偏半路杀出个江枫眠这程咬金来,竟不可能替她把这放妻书转交给世子,而凝歌只能透过他跟世子有交流,这厮搞不定,放妻书这事是无论如何都进行不下去了!

她就不明白了,这放妻书只是结束她跟世子的关系罢了,江枫眠一个乐师,他急个什么劲儿?他生个鬼的气?

莫名其妙!

若外间传他跟世子……断袖的事是真,他更应该容不下凝歌才是,毕竟凝歌这个世子妃怎么说也算是他半个情敌。

怎得他就反过来了?

这当中莫不是有什么蹊跷?

凝歌敏锐地眯起了眼睛细想。

说起来,江枫眠这厮不管前世还是这一世都神神秘秘的,说是世子府的乐师,世子的左中允,但世子对他的信任可不是一般人能比的。

若不是有凝歌嫁进来,整个世子府怕也是交给他做主,瞧李总管对他那诚恳恭谨的态度也就知道,他在这世子府地位超然了。
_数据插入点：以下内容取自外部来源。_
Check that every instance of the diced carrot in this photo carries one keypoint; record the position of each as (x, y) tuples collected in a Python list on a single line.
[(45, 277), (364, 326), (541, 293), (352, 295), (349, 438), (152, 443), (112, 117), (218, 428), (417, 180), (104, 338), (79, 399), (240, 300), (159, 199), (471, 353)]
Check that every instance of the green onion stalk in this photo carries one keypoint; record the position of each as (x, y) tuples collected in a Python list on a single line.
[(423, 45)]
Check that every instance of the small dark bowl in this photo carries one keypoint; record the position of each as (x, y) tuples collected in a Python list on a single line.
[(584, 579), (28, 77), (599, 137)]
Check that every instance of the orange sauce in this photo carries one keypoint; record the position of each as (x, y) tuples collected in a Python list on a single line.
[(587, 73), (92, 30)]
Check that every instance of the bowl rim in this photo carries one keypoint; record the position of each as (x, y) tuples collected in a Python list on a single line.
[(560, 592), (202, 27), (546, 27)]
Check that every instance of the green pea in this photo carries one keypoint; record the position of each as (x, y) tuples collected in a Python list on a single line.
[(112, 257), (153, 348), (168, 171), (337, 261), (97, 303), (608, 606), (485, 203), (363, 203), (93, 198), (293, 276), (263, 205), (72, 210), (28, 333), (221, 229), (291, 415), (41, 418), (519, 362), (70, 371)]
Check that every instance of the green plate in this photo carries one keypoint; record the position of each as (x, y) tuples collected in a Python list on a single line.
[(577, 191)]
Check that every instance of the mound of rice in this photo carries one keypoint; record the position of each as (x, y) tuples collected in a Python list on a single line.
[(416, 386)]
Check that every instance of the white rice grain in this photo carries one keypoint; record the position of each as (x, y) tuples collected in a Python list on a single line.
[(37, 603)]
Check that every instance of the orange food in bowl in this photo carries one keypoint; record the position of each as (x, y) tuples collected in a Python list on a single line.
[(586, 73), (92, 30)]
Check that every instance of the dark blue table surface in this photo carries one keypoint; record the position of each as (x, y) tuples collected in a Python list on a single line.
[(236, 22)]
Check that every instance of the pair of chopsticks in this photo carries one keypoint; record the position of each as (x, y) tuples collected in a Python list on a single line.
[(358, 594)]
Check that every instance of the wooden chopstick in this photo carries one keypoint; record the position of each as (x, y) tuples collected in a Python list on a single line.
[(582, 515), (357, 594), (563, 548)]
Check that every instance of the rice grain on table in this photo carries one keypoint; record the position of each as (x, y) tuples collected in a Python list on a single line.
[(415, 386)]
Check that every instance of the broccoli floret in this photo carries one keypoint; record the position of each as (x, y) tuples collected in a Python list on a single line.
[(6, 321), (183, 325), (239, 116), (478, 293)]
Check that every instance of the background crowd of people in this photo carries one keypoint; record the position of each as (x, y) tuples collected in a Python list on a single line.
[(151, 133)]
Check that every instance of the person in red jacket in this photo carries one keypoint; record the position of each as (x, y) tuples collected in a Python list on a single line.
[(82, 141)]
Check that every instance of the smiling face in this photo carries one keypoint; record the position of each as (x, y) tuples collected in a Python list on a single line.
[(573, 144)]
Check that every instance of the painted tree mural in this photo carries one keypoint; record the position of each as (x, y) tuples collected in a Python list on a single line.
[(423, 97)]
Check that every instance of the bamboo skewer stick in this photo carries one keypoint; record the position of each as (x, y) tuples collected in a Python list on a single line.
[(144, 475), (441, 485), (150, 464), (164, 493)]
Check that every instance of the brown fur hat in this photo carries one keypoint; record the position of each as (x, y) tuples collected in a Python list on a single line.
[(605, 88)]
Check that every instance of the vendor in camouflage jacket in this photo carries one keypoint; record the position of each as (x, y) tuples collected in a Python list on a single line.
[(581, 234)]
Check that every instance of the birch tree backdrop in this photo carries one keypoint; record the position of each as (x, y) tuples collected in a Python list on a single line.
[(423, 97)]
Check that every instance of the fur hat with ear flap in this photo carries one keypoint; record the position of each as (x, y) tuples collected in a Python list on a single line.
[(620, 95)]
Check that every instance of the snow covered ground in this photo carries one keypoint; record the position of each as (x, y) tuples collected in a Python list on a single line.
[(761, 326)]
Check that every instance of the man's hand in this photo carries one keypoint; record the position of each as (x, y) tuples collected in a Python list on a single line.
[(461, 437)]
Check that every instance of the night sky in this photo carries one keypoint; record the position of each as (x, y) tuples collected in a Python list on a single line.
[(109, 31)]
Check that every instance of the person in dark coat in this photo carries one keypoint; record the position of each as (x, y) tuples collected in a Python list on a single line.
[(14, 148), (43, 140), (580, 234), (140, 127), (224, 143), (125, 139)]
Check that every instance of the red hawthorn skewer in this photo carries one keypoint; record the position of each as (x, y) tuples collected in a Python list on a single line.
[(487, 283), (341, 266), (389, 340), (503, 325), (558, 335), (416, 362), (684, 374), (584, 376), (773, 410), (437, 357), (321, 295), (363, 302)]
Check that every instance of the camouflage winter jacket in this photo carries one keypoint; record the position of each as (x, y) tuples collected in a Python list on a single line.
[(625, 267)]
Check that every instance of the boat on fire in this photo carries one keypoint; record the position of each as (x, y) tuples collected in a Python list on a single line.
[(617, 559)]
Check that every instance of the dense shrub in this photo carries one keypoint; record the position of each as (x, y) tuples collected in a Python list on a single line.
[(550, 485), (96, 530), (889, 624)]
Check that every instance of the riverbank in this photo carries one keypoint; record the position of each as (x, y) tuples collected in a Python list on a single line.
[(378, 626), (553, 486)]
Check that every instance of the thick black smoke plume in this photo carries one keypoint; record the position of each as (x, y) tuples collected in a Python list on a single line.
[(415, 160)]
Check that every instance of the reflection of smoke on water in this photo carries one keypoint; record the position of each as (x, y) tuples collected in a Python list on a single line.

再者,凝歌是世子妃,是他主子他都敢言语轻佻调戏不说,连凝歌给世子的信这么私密的东西他都敢私自做主,半路就拆开看了,就算世子再看重再信任,也容不得他这般僭越吧?

可瞧江枫眠那模样,似乎半点也不担心世子会怪罪。

究竟是世子当真这般宠信于他,还是他……另有身份,连世子在他面前都得低一头?

想到这儿,凝歌“唰”地变了颜色。

如果江枫眠当真另有身份,那该是怎样的地位,才会连世子都要低一头?

可转念一想,凝歌又矛盾了。

不对啊,他若是身份地位这般高,前世又怎会只是凝歌身边一个普通人,为凝歌使唤?

这其中究竟有什么是她不知道的?

正如秋晚颜一样,凝歌前世嫁去了将军府,对世子府便一无所知,秋晚颜前世也算是跟将军府有过交集,知根知底了,这一世也同样难逃这许多磋磨。